The School Zone Example
A school zone from Chillicothe, OH (1940). Note children had to beware of speeders even back then. Photo courtesy the Library of Congress. |
Every morning, I drive by an elementary school. While the posted speed limit is 20mph, I am always passed by a couple cars driving 35 (or so). This is dangerous for the children. I contacted the City of Stillwater to let them know that the speed limit is routinely ignored. Before spending the money to post police officers in the speed zone, they wanted an estimate of the proportion of speeders.
Being a statistician, I knew it would not take too much effort to collect the data and crunch the numbers. All I needed to do was take a sample of cars driving through the school zone, measure their speed, and determine if they were speeding. So, I gave it to a student as a project. For the sake of brevity, let us call this student Captain Kirk (who has since graduated from OSU).
Step 1: Collect the data
The city wanted an estimate of the population proportion.
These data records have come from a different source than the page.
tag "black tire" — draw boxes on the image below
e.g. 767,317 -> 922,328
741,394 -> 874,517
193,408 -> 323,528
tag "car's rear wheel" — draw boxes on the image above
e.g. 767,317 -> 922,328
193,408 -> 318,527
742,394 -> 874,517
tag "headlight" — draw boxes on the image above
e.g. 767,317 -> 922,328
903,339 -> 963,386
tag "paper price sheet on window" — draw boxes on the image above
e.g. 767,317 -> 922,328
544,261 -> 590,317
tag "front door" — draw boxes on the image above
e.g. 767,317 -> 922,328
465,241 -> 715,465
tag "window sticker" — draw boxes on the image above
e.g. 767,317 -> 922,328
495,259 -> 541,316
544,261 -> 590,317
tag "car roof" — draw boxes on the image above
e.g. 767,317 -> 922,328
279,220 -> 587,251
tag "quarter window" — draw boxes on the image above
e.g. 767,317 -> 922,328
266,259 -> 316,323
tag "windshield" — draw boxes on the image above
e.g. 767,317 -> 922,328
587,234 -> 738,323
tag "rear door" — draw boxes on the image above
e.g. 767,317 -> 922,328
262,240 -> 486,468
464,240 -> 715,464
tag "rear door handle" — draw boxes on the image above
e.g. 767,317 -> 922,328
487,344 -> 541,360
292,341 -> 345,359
So, Kirk needed to collect data from a sample of all cars passing through the school zone. The sample needed to be representative of the population. To accomplish this, he sat in the school zone from 7:00 until 8:30am (the time it is limited to 20 mph) every day of the week. He counted two things: the number of cars passing through and the number of cars going at least 30mph. He was able to measure this second variable because he was a university policeman with a personal radar gun. Here is a summary of the data he collected:
Day | Monday | Tuesday | Wednesday | Thursday | Friday | Totals | |||||
Speeders | 31 | 12 | 33 | 15 | 46 | 137 | |||||
Cars | 324 | 280 | 391 | 256 | 310 | 1561 | |||||
Step 2: Analyze the data
Statistics helps us understand the population based on the sample.
Note that there is variation across the days. There is also variation across the weeks, which you cannot see here. Both the number of cars passing through and the number of cars speeding are random variables. So is their ratio: the proportion of speeding cars in the sample. Since we cannot observe the zone always and forever (collecting the population), we must use statistics and our sample.
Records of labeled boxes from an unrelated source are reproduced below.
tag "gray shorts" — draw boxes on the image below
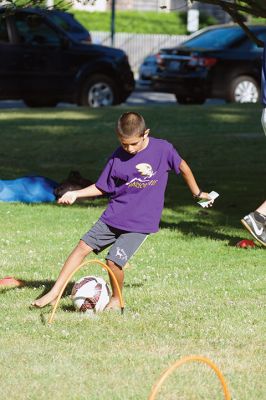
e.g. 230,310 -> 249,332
81,219 -> 149,268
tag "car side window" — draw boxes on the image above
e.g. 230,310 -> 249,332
0,15 -> 9,43
15,14 -> 60,46
252,31 -> 266,51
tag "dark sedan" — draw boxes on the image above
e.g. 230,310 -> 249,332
152,25 -> 266,104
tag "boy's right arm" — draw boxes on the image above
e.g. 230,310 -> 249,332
57,184 -> 104,204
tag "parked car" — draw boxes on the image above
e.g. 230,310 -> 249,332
0,8 -> 135,107
151,25 -> 266,104
44,9 -> 92,44
138,54 -> 157,86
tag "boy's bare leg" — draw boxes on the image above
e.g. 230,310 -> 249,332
32,240 -> 93,307
256,201 -> 266,215
105,260 -> 124,310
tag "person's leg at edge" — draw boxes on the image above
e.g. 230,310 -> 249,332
105,259 -> 124,310
32,240 -> 93,307
241,201 -> 266,247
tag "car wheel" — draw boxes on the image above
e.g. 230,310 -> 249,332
176,95 -> 206,105
80,75 -> 117,108
228,75 -> 260,103
23,99 -> 58,108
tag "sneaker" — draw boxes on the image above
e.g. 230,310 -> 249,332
241,211 -> 266,247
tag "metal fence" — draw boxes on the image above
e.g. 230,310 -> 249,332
91,32 -> 187,76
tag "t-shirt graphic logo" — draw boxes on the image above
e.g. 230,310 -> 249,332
115,247 -> 127,261
126,163 -> 158,189
136,163 -> 156,179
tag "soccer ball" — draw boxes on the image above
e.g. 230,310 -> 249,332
71,276 -> 110,315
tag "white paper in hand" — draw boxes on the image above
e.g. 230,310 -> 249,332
197,191 -> 219,208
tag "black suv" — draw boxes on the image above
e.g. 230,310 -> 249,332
151,25 -> 266,104
0,8 -> 135,107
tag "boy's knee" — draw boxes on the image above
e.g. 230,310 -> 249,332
106,259 -> 122,269
76,240 -> 93,257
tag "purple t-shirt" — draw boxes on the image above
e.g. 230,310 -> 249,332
96,137 -> 182,233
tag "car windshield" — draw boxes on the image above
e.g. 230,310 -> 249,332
50,13 -> 86,33
182,27 -> 243,50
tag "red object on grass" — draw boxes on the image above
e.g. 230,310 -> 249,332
0,276 -> 23,287
236,239 -> 256,249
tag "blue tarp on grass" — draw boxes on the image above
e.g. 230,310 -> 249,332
0,176 -> 58,203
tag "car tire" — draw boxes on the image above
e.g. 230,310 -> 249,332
79,75 -> 118,108
176,95 -> 206,105
227,75 -> 260,103
23,99 -> 58,108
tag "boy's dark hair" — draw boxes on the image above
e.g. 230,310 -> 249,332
116,111 -> 146,137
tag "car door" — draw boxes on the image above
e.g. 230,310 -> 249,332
13,12 -> 62,100
0,12 -> 21,99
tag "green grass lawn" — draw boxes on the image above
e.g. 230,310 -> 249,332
0,105 -> 266,400
72,10 -> 217,35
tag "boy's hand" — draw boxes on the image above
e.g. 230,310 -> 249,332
198,191 -> 219,208
57,191 -> 77,204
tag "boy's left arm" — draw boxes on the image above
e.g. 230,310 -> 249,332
179,160 -> 211,200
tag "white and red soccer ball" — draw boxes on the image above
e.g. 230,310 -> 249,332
71,276 -> 110,315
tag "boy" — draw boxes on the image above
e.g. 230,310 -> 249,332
32,112 -> 214,309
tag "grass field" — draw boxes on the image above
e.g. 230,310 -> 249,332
0,105 -> 266,400
72,10 -> 217,35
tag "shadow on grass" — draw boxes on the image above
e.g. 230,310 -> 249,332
0,279 -> 75,298
160,221 -> 243,247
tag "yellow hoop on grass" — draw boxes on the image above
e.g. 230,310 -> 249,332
148,356 -> 231,400
48,260 -> 125,324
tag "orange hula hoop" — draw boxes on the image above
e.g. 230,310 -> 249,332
48,260 -> 125,324
148,355 -> 231,400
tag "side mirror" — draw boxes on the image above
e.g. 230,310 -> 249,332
60,36 -> 70,49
Using Section 8.4 (page 367), the point estimate of the proportion of speeders is $\hat{p} = 137/1561 = 0.087764$. Note that Section 8.4 tells us that the methods to calculate confidence intervals work only if $n\hat{p}$ and $n(1-\hat{p})$ are both at least 10. Both hold in this example. The number of successes is 137 and the number of failures is 1424. Thus, we can use these methods to estimate the confidence interval.
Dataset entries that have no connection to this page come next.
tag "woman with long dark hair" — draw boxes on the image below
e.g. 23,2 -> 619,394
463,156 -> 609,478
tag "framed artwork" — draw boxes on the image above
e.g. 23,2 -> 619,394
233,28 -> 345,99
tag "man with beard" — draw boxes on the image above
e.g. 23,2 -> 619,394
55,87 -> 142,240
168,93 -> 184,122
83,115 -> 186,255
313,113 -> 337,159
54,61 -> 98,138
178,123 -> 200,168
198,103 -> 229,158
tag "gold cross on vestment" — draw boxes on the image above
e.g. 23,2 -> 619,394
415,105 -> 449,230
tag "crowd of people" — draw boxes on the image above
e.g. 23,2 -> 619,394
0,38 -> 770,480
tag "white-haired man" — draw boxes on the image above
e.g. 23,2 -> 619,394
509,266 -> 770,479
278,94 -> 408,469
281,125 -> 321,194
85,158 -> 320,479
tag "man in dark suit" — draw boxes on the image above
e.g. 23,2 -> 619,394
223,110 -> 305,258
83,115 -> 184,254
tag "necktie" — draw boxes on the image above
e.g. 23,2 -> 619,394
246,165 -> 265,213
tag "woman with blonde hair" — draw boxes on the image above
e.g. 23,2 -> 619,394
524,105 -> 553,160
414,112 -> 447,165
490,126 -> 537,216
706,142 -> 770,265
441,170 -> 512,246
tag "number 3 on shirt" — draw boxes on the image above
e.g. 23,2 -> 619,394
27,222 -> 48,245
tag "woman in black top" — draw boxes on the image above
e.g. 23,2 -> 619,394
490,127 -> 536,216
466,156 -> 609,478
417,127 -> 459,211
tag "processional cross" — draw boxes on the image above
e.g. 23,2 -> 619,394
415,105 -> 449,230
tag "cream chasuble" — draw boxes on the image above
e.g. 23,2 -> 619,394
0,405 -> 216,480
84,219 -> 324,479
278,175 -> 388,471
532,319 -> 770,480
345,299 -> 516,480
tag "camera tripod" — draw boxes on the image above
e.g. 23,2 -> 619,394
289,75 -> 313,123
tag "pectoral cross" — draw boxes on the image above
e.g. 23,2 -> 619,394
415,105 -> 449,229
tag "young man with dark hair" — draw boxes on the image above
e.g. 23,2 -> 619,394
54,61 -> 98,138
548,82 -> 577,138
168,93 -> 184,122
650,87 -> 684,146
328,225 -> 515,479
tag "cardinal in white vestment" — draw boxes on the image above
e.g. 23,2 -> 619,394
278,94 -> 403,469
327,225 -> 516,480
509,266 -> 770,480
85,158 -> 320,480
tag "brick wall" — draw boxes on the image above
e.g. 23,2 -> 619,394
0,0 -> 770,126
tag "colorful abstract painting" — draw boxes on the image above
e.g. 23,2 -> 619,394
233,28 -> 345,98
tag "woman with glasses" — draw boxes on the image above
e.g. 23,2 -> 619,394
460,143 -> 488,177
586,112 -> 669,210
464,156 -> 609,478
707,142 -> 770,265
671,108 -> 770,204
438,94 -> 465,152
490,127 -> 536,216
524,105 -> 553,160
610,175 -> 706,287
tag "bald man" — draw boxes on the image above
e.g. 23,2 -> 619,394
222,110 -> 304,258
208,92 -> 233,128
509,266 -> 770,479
So, using the formula on page 367, the lower bound of a 95% confidence interval is
$$ \begin{align} \text{Lower bound} &= \hat{p} - Z_{\alpha/2} \sqrt{ \frac{\hat{p}(1-\hat{p})}{n}} \\[1em] & = 0.087764 - Z_{0.025} \sqrt{ \frac{0.087764(1-0.087764)}{1561}} \\[1em] & = 0.087764 - 1.96 \sqrt{0.0000512886} \\[1em] & = 0.087764 - 0.014036764 \\[1em] & = 0.0737 \\ \end{align} $$
Similarly, the upper bound is
$$ \begin{align} \text{Upper bound} &= \hat{p} + Z_{\alpha/2} \sqrt{ \frac{\hat{p}(1-\hat{p})}{n}} \\[1em] & = 0.087764 + Z_{0.025} \sqrt{ \frac{0.087764(1-0.087764)}{1561}} \\[1em] & = 0.087764 + 1.96 \sqrt{0.0000512886} \\[1em] & = 0.087764 + 0.014036764 \\[1em] & = 0.1018 \\ \end{align} $$
Step 3: Conclusions
Thus, I provided my data and my calculations to the City of Stillwater. I am 95% confident that the proportion of drivers going at least 10mph over the speed limit in the school zone is between 7% and 10%. Now, it is up to the city to determine if that is too high and what to do about it. If they do something, then we should perform the same experiment to see if the intervention accomplished its goal. But, comparing two populations will need to be left for a later module.